STAP 7 Als het lukt, is het weer de beurt aan de speler van het 1ste team. Als het niet lukt, proberen de andere spelers uit zijn team het punt te pakken, tot ze geen boules meer hebben.
STAP 8 Wanneer één van de teams geen boules meer heeft, mogen de spelers van het andere team hun overgebleven boules spelen, en proberen deze zo goed mogelijk te plaatsen.
STAP 9 Als beide teams geen boules meer hebben gaan we punten tellen. Een team krijgt een punt per boule die dichter bij de «but» ligt dan die van de tegenstander. Dit is het einde van het «potje».
STAP 10 Een speler van het winnende team brengt vervolgens de «but» vanaf de andere zijde van het speelveld weer in het spel. Het spel gaat verder tot één van de teams 13 punten heeft.
Basisvaardigheden
Voor wie meer wil weten over de basisvaardigheden van het Jeu de Boules is er een instructieblad. Door op de foto te klikken wordt deze in een nieuw venster geopend. |
Schoenen
Om vallen zo veel mogelijk te voorkomen wordt dringend geadviseerd dichte schoenen te dragen met een vlakke zool. |
Scorebord
Het team dat de loting (toss) wint en begint met spelen is Team A, zij gebruiken de linkerkant (A) van het scorebord voor de puntentelling. Het andere team is Team B, zij gebruiken de rechterkant (B) van het scorebord. Deze zijde wordt gedurende alle werprondes (mènes) aangehouden. Spreek af wie van het team de puntentelling bijhoudt. Aangeraden wordt om de ongebruikte boules aan de corresponderende zijde van de baan neer te leggen, linkerkant voor Team A en rechterkant voor Team B. |
Bijzondere spelsituaties
But uit: Wanneer de «but» wordt uitgespeeld en beide teams nog boules hebben is het onbeslist en wordt het spel overgespeeld, wanneer het team dat de «but» uitspeelt nog boules heeft en het andere team geen tellen deze boules als punten voor dit team en wordt het spel beëindigd.
Boule uit: Wanneer een boule over de lijn gaat en deze los van de lijn komt te liggen is de boule uit, dit geldt ook wanneer de boule de betonnen band van het speelveld raakt.

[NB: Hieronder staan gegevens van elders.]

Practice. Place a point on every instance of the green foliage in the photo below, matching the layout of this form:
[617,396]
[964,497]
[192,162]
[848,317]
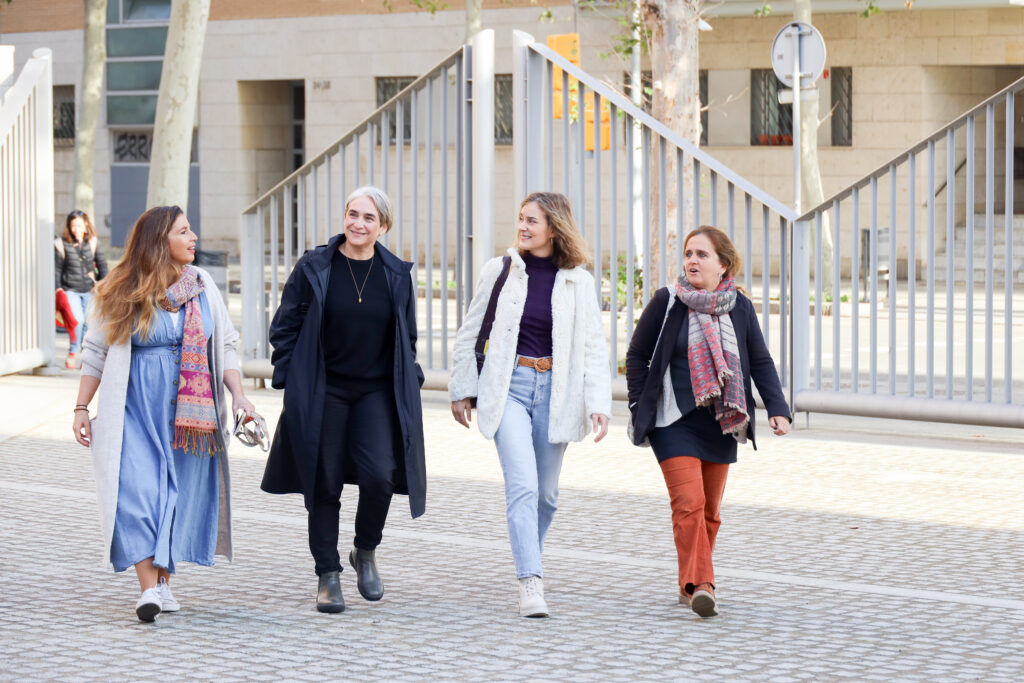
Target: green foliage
[624,42]
[870,9]
[432,6]
[622,286]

De boule doet niet meer mee in het spel.
Boule op de lijn: Zolang een boule loodrecht van bovenaf gezien de lijn afdekt is de boule in.
Afstand but gelijk: Wanneer de boules van beide teams op gelijke afstand van de «but» liggen zal er om en om door de teams gespeeld moeten worden totdat dit is verbeterd, waarbij het team dat het laatst heeft gespeeld begint.

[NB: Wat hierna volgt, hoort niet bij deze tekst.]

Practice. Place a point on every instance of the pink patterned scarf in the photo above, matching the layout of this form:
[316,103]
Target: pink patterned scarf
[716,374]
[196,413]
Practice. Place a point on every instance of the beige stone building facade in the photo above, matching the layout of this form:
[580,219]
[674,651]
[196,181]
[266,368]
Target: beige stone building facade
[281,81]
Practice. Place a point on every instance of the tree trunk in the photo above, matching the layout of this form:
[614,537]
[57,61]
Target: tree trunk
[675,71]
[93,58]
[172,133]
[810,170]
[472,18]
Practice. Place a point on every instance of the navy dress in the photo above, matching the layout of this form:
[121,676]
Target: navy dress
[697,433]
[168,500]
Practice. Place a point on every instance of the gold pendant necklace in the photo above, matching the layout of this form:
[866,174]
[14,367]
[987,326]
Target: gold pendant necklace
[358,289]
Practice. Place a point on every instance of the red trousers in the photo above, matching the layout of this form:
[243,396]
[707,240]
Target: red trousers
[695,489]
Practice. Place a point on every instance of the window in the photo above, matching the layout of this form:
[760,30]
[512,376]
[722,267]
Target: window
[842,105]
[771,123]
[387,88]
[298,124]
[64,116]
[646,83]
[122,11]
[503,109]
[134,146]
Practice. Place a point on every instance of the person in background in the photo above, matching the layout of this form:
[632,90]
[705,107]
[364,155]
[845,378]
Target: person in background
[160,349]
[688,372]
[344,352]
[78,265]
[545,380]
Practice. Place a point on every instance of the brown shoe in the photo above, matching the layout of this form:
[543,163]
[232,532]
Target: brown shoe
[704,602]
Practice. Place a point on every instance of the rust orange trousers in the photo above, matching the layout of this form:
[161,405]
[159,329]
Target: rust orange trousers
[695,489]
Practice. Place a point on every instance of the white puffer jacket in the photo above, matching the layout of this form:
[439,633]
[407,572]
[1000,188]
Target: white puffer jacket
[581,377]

Punt nemen: Wanneer de boule op een winnend punt ligt dat moeilijk is te verbeteren en het andere team geen boules meer heeft mag het winnende team beslissen het punt te nemen, zonder de boule(s) te spelen.
Gedragsregels
Ook bij Jeu de Boules gelden bepaalde GEDRAGSREGELS om het voor iedereen leuk en aangenaam te houden.
Wees sportief
- Concentratie is een belangrijk onderdeel van Jeu de Boules. Zorg daarom voor stilte en rust als een speler in de cirkel staat en zich aan het concentreren is voor zijn of haar worp.
- Geef geen onnodig commentaar, beledigende of belerende opmerkingen op iemands spel. Laten we genieten van een mooie boule, ook al is hij van de tegenstander.
Let op je plaats
- Blijf, als de tegenstander aan de beurt is, buiten de baan. Stap niet de baan in om te kijken wie er ligt, maar wacht af wat de tegenstander aangeeft. Geeft de tegenstander aan dat zij op punt liggen? Dan ben jij aan de beurt om de situatie te beoordelen. Meet de tegenstander als eerste? Dan mag je uiteraard wel de baan op om te kijken of het meten goed verloopt.

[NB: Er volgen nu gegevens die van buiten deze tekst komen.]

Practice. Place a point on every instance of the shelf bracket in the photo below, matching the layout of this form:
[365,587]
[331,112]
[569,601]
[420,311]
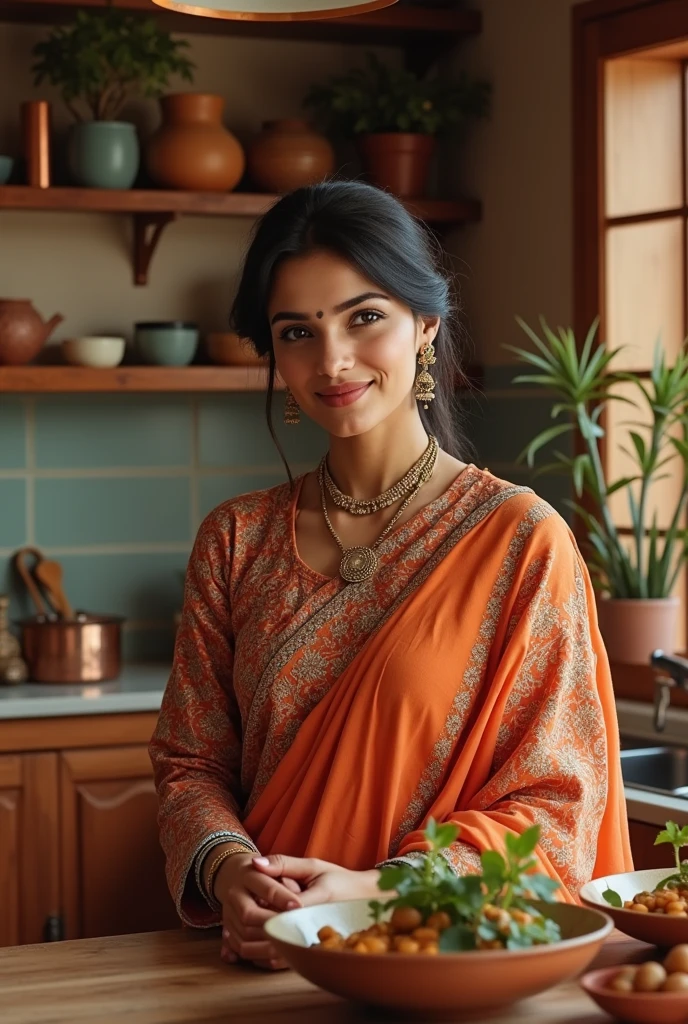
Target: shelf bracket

- Sta, als je niet gooit, altijd achter de cirkel, of ruim voorbij de «but» of buiten de baan. Neem altijd voldoende afstand. Sta niet aan de zijkant van het speelveld, je maakt de baan voor andere partijen dan kleiner.
- Zorg dat er geen afleiding is door beweging of luid spreken als de tegenstander werpt. Dit wordt, zeker tijdens toernooien en door wedstrijdspelers, als onsportief ervaren.
- Officieel is de toegestane tijd tussen het werpen van een boule en de volgende 1 minuut. Probeer hiermee rekening te houden.
- Loop je de baan op? Let altijd even op of je geen andere partij hindert.
- Loop niet het speelveld op wanneer je niet deelneemt aan de betreffende partij.
Wees duidelijk
- Wacht aan het eind van een mène (speelronde) met oprapen van de boules totdat er overeenstemming is over de gescoorde punten.
- Herhaal na elke mène duidelijk de stand en vraag bevestiging van je tegenstander.
Scheidsrechter nodig
- Zijn partijen het niet eens wie er ligt? Vraag dan een scheidsrechter. Bij toernooien is er altijd een scheidsrechter aanwezig. Op gewone clubspeeldagen kun je een speler van een andere partij vragen.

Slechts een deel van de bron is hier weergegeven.